In a similar context, Times has an interesting story that highlights how carbon trading to mitigate ozone-depleting greenhouse gas emissions (used in refrigeration and air conditioning) has had the unintended effect of actually increasing emissions. It shows how this has distorted the incentives of manufacturers of such gases
The more dangerous the gas, the more that manufacturers in developing nations would be compensated as they reduced their emissions... they could earn one carbon credit by eliminating one ton of carbon dioxide, but could earn more than 11,000 credits by simply destroying a ton of an obscure waste gas normally released in the manufacturing of a widely used coolant gas...That incentive has driven plants in the developing world not only to increase production of the coolant gas but also to keep it high...

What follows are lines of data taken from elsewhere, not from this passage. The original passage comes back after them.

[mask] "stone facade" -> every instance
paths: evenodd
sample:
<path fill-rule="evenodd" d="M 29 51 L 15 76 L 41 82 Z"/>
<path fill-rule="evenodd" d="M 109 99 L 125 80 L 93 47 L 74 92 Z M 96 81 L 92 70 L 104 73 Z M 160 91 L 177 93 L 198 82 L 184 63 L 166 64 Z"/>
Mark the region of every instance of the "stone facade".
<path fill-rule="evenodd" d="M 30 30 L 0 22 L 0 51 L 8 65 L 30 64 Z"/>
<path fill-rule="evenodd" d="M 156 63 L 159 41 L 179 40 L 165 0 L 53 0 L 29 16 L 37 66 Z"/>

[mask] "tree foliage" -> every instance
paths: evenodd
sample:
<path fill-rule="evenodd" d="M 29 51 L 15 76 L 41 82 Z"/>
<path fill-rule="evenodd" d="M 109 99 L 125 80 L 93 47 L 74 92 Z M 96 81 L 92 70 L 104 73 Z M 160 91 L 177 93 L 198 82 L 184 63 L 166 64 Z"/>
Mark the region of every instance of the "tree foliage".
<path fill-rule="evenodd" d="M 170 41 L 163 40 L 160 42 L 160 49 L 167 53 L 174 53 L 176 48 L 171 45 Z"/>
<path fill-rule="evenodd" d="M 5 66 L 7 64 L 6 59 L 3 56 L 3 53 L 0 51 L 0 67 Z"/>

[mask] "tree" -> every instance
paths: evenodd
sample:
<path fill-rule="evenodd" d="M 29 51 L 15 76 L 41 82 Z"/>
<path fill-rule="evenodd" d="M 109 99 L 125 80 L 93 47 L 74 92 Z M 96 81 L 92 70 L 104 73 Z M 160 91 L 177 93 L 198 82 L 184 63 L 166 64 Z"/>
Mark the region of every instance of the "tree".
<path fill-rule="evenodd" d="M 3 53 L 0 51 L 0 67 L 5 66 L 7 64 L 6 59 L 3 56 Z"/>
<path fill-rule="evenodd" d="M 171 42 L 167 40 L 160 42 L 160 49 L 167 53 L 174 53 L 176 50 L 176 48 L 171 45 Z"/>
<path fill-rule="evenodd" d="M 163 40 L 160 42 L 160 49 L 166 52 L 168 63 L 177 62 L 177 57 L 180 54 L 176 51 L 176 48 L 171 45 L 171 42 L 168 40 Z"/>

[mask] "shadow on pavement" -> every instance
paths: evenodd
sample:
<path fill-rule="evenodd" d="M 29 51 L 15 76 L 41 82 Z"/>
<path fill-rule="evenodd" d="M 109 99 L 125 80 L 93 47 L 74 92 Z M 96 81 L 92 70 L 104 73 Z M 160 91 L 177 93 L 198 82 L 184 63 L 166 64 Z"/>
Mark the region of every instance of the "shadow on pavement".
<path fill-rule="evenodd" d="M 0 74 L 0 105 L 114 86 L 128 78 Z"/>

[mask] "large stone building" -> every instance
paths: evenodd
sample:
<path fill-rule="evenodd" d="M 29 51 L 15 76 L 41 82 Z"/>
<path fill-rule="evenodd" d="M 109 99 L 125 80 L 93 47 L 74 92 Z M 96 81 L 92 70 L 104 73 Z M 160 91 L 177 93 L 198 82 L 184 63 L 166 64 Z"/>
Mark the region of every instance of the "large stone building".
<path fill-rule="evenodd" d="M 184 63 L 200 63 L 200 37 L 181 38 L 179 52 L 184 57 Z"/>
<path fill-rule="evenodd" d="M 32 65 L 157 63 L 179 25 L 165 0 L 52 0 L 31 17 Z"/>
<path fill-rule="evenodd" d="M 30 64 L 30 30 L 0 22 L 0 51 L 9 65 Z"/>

Since 2005 the 19 plants receiving the waste gas payments have profited handsomely from an unlikely business: churning out more harmful coolant gas so they can be paid to destroy its waste byproduct. The high output keeps the prices of the coolant gas irresistibly low, discouraging air-conditioning companies from switching to less-damaging alternative gases. That means, critics say, that United Nations subsidies intended to improve the environment are instead creating their own damage...
The production of coolants was so driven by the lure of carbon credits for waste gas that in the first few years more than half of the plants operated only until they had produced the maximum amount of gas eligible for the carbon credit subsidy, then shut down until the next year... The manufacturers have grown accustomed to an income stream that in some years accounted for half their profits... Some Chinese producers have said that if the payments were to end, they would vent gas skyward.
In fact, these 19 plants producing HFC-23 have taken 46% of all carbon credits issued by the United Nations Environment Program.















This is yet another example of the challenge associated with effective enforcement of any emissions trading scheme. I have blogged earlier here, here, and here, about how carbon tax, being very simple, is a more realistic and therefore implementable strategy to reduce carbon emissions.